OpenRAG: An open-source stack for RAG — Phil Nash

Key Concepts

RAG (Retrieval-Augmented Generation): A framework for improving LLM responses by grounding them in external, private, or domain-specific data.
Agentic Retrieval: An advanced RAG approach where an AI agent autonomously decides when and how to search for information using tools, rather than relying on a static retrieval pipeline.
Docling: An IBM-developed open-source library for parsing and structuring complex documents (PDFs, HTML, Word, etc.) into machine-readable formats.
OpenSearch: A distributed, open-source search and analytics engine used here for hybrid (vector + keyword) search.
Langflow: A visual, drag-and-drop orchestration tool for building AI agents and workflows.
JVector: A high-performance, disk-based vector index that allows for live indexing without requiring the entire dataset to reside in RAM.

1. The "RAG is Dead" Debate

Phil Nash addresses the common industry sentiment that RAG is obsolete due to increasing LLM context windows. He argues that RAG is not "dead" but rather "solved" in theory, while remaining difficult in practice. Challenges include:

Data Complexity: Handling diverse formats like PDFs, slides, and spreadsheets.
Pipeline Maintenance: The need for constant tuning of chunking strategies, embedding models, and search techniques (e.g., re-ranking, query rewriting).
Cost/Efficiency: The impracticality of passing millions of tokens into a context window for every query.

2. Open RAG: The Architecture

Open RAG is an open-source stack designed by IBM to provide a high-quality, extensible baseline for RAG systems. It integrates three core technologies:

Ingestion (Docling):
- Pipelines: Offers specialized pipelines for different media. Standard pipelines handle text-heavy files; ASR (Automatic Speech Recognition) handles audio/video; and PDF pipelines use layout analysis, table extraction, and optional OCR for scanned documents.
- Intermediate Representation: Docling converts documents into "Doc Tags" (XML-like structure), which preserves hierarchy and allows for intelligent, context-aware chunking.
Indexing (OpenSearch + JVector):
- Uses JVector for the K-Nearest Neighbor (kNN) plugin, enabling disk-based indexing that scales beyond memory limits.
- Supports Hybrid Search, combining vector similarity with keyword-based filtering for higher precision.
Orchestration (Langflow):
- Acts as the "glue" for the system, allowing developers to visually design the agent’s logic, add guardrails, and integrate external tools (e.g., calculators, web search).

3. Agentic Retrieval vs. Traditional RAG

Traditional RAG: A linear process where a query is embedded, a top-K search is performed, and the results are passed to the LLM.
Agentic Retrieval: The LLM acts as an agent. It receives the user query and a set of tools. The agent decides if it needs to search, how many times to search, and how to synthesize the results. This allows for multi-step reasoning and more accurate information retrieval.
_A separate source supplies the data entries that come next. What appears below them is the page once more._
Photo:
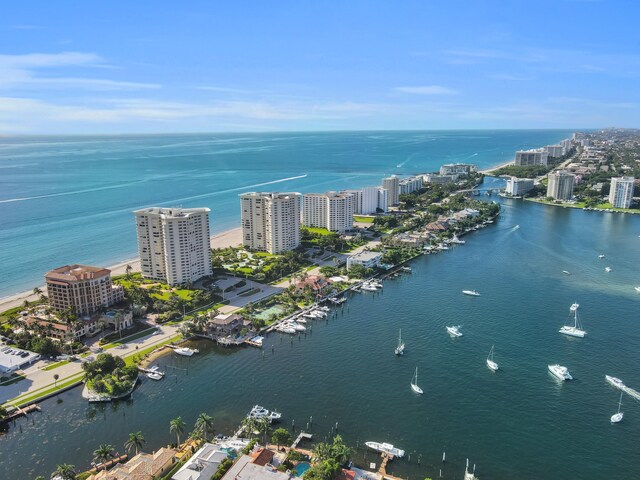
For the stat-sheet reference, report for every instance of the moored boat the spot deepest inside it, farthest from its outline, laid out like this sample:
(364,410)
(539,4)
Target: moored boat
(385,448)
(560,372)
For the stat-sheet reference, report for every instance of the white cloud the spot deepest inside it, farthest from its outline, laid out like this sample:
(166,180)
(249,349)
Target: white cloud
(427,90)
(19,72)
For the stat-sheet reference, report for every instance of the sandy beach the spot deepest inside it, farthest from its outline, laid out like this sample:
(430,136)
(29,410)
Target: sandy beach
(228,238)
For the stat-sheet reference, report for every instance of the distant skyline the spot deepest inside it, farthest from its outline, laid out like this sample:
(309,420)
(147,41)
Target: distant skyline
(152,67)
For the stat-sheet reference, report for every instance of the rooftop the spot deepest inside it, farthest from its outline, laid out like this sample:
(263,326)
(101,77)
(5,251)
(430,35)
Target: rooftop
(75,273)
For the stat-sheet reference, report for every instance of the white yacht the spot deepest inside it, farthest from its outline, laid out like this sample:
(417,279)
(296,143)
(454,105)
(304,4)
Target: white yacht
(400,348)
(385,448)
(414,383)
(473,293)
(490,363)
(574,330)
(560,372)
(454,331)
(616,382)
(617,417)
(367,287)
(184,351)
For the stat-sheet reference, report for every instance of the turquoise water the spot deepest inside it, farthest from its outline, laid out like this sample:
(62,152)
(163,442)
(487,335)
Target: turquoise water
(515,423)
(69,199)
(302,467)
4. Practical Implementation & Customization

Local vs. Cloud: The stack supports both cloud-based APIs (OpenAI, Anthropic, WatsonX) and local execution via Ollama (e.g., running Granite 3B or Qwen 3 models), making it suitable for air-gapped environments.
Knowledge Filters: Users can apply metadata-based filters in OpenSearch to restrict the agent’s search scope to specific document sets.
External Sync: The system includes OAuth connectors for Google Drive, SharePoint, and OneDrive, allowing for real-time synchronization of external document stores.
Extensibility: Because the backend is built on Langflow, developers can "unlock" the flow to add custom nodes, such as input guardrails or specialized data parsers, without rewriting the core application.

5. Notable Quotes

"If every business has less than a million tokens worth of data then sure RAG is dead and probably so are all those businesses."
"I think that agents and models shouldn't be doing arithmetic. They're language models, not math models—so a calculator is always useful."

6. Synthesis and Conclusion

Open RAG serves as a modular, opinionated, yet highly flexible framework that addresses the "hard" parts of RAG—specifically document parsing and agentic orchestration. By leveraging Docling for robust ingestion, OpenSearch for scalable indexing, and Langflow for visual agent design, it provides a production-ready baseline. The project (currently v0.4.0) emphasizes that while the core RAG process is well-understood, the real value lies in the ability to customize the pipeline to fit specific data structures and user interaction patterns.